Step 2: The Invitation
  • Include who you are, where you live, your credentials, what you want to discuss, timing (specific times and place), your contact information
  • You can call or email the request. Follow up accordingly a day or two after the initial request.
  • Reach out (laurakeivel@apta.org) if you want a template scheduling request.

Step 3: Preparation
  • What have they supported in the past? Find this information on the APTA Advocacy App or Congress.gov. Please view the recording to show you exactly what you need to do to find this information.
  • Review your logistics and make sure everything is running smooth and is ready to go. If your meeting is virtual: test your tech, check your lighting, camera angle, noise. In-person/site visit: know where you are going and have a plan.
  • Touch base with the office a day or two before to reconfirm the meeting
  • Have a backup plan if something goes wrong (the internet drops, you're lost, etc.).
  • Have another way for the office to contact you just in case.

Step 4: At the Meeting
  • Introduce everyone and where they are from (if others are joining you), discuss what you do/your role.
  • Talk about how the issue is impacting you/your patients/your school/your business. Talk about PT.
  • Make the ask. Always have an ask. Always.
  • Be kind, even if you disagree and don't go off topic
  • Meetings usually last 10-15 minutes. Every minute counts.
  • Get consent for social media/photo opportunities. Share your photos by tagging your legislator and using #PTAdvocacy
  • Give any leave behinds, contact info, and thank them. Leave behinds are available virtually if you want to email them a link or print off a copy.
  • Tell your story.
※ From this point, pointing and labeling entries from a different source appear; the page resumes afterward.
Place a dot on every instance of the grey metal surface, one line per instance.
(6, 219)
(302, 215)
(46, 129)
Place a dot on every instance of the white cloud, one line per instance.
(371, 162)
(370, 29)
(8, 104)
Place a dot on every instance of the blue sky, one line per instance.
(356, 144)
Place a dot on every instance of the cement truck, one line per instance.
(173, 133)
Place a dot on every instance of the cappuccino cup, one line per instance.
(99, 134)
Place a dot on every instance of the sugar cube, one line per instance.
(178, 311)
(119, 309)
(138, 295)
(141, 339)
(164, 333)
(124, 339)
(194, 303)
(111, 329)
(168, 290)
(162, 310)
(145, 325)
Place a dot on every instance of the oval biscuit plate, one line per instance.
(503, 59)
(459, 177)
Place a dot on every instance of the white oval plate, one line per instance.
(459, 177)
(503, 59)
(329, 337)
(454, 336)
Stories are more memorable than facts alone.Tell them exactly how an issue will impact you, your patients, your school,
  • business, etc. Keep it local so the legislator understands the impact on the people the represent. Figure out what you want to say in advance. What stories do you have that will make the biggest impression and drive home the point to the legislator? Have a visual. Many members of Congress need educated on what physical therapy is and how it impacts the community. Showing them equipment, your practice, etc. makes a lasting impression.

Step 5: The Follow Up is Essential!
  • Send an email
  • Thank them again for their time, summarize the visit, send any photos and let them know you are a resource on physical therapy.